Il y a des actrices qu’on admire de loin, et puis il y a celles qu’on suit — film après film, comme on prend des nouvelles d’une amie. Isabelle Carré fait partie de celles-là.
Je me souviens très bien de la première fois où je l’ai interviewée. Je débutais à Studio Magazine, elle portait sur ses seules épaules La Femme défendue, un huis clos sensuel et pudique, où tout passait par son visage. Depuis, je la regarde comme on observe une lumière changeante : jamais dans l’esbroufe, toujours dans la justesse.
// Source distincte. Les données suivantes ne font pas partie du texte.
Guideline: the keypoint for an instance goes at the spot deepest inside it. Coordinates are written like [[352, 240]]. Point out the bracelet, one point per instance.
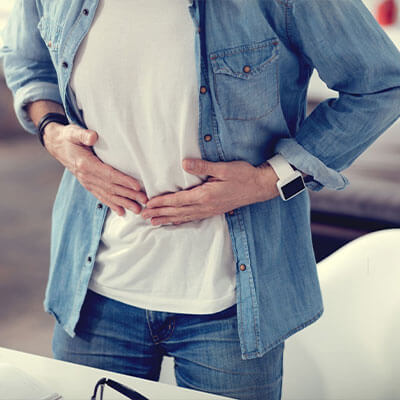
[[46, 119]]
Ce qui frappe, chez elle, c’est cette capacité à tout jouer sans jamais tricher. D’un film à l’autre, elle traverse les genres et les époques — du drame à la comédie, du cinéma d’auteur au théâtre populaire — sans jamais perdre cette ligne claire, cette émotion nue. Isabelle Carré alterne les scènes et les plateaux, le théâtre et le cinéma, avec la même humilité et la même ferveur : celle d’une comédienne qui ne joue pas pour briller, mais pour comprendre.
Sa première réalisation, Les Rêveurs, est à l’aune de l’actrice qu’elle est. Un film né de la fragilité, porté par la douceur, et qui dit beaucoup de notre époque : celle des jeunes qui doutent, mais qui rêvent encore. L’occasion de lui consacrer une édition était trop belle. Au théâtre (x2) ou sur l’écran (x2), retrouvez Isabelle Carré!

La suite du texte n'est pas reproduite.